Aquél a quien Ferguzón había llamado unas veces Rolando y otras Cauviñac, y que igualmente respondía a uno y otro nombre, sin duda porque el uno sería de pila, y el otro apellido de familia o nombre de guerra, hizo un movimiento de cabeza, diciendo:
—Nada temas, ya está todo previsto, podrán cometer algunas imprudencias los que nada tienen que perder, pero el negocio es demasiado interesante para que yo me exponga tontamente a perder el fruto; si se comete alguna imprudencia, no será por parte mía, al remo, batelero.

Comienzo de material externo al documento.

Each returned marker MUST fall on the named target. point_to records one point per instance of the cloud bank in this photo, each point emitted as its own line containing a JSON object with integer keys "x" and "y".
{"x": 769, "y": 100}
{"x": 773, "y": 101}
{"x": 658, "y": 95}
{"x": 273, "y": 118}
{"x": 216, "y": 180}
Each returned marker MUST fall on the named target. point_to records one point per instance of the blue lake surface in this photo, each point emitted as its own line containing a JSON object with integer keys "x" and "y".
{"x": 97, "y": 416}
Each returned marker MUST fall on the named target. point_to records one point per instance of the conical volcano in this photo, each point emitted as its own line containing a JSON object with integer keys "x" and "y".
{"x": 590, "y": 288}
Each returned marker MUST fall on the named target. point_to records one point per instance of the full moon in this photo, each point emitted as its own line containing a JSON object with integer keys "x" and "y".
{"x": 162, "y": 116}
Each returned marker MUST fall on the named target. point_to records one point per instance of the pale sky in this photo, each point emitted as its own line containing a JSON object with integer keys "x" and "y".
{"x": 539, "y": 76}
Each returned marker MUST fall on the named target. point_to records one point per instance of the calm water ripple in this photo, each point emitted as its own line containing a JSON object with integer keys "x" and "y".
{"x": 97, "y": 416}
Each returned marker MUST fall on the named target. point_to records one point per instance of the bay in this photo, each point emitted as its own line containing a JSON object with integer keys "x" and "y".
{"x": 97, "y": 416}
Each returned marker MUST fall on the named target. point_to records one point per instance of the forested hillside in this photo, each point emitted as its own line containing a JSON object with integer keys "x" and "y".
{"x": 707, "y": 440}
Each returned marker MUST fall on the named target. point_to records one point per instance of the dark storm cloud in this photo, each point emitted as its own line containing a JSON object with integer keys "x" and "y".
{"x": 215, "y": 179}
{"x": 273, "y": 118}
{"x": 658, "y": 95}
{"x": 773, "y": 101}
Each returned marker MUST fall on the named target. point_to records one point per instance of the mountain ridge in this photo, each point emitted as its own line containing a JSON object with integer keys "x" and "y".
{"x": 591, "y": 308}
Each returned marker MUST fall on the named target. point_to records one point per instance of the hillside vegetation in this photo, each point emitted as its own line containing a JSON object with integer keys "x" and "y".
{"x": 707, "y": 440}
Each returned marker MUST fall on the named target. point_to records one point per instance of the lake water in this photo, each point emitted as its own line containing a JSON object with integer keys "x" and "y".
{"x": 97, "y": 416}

El pescador soltó su amarra, hundió su largo botador entre las hierbas, y la barca empezó a alejarse de la orilla al mismo tiempo que partía de la ribera opuesta la chalupa del pescador de Ison. Había en medio del agua una pequeña estacada compuesta de tres troncos, y sobre ella un trapo blanco, que servía para indicar a los buques largos de transporte que bajaban por el Dordoña, la existencia de un banco de rocas de peligroso acceso. A la simple vista podía percibirse en el reflejo de las aguas, las puntas negras y lisas de las rocas, que se hallaban a corta distancia de la superficie del río; pero en aquel momento en que el Dordoña estaba lleno, sólo indicaba la presencia del escollo el pequeño trapo y el leve hervidero de las aguas.
Sin duda los dos remeros comprendieron que aquel punto era el más a propósito para la conjunción de los dos parlamentarios; y ambos dirigieron los esquifes a aquel punto. El primero que abordó fue el barquero de Ison, el cual, por orden de su pasajero, ató su batel a una de las argollas de la estacada.
En este momento, el pescador que había salido de la ribera opuesta, se volvió hacia su viajero para recibir sus órdenes, y quedó en extremo sorprendido de no hallar en su barca otra cosa que un hombre enmascarado y envuelto en una capa.
El miedo que nunca le faltaba, se redobló entonces, y sólo balbuceando, se atrevió a pedir sus órdenes a aquel extraño personaje.
—Amarra el bote a ese leño; lo más cerca que puedas de la barca del señor —dijo Cauviñac extendiendo la mano hacia uno de los troncos.
Y la mano con que indicaba pasó del tronco designado, al hidalgo conducido por el barquero de Ison.
Obedeció el pescador, y las dos barcas arrastradas por la corriente borde, dieron lugar a que los dos plenipotenciarios entrasen en la conferencia siguiente.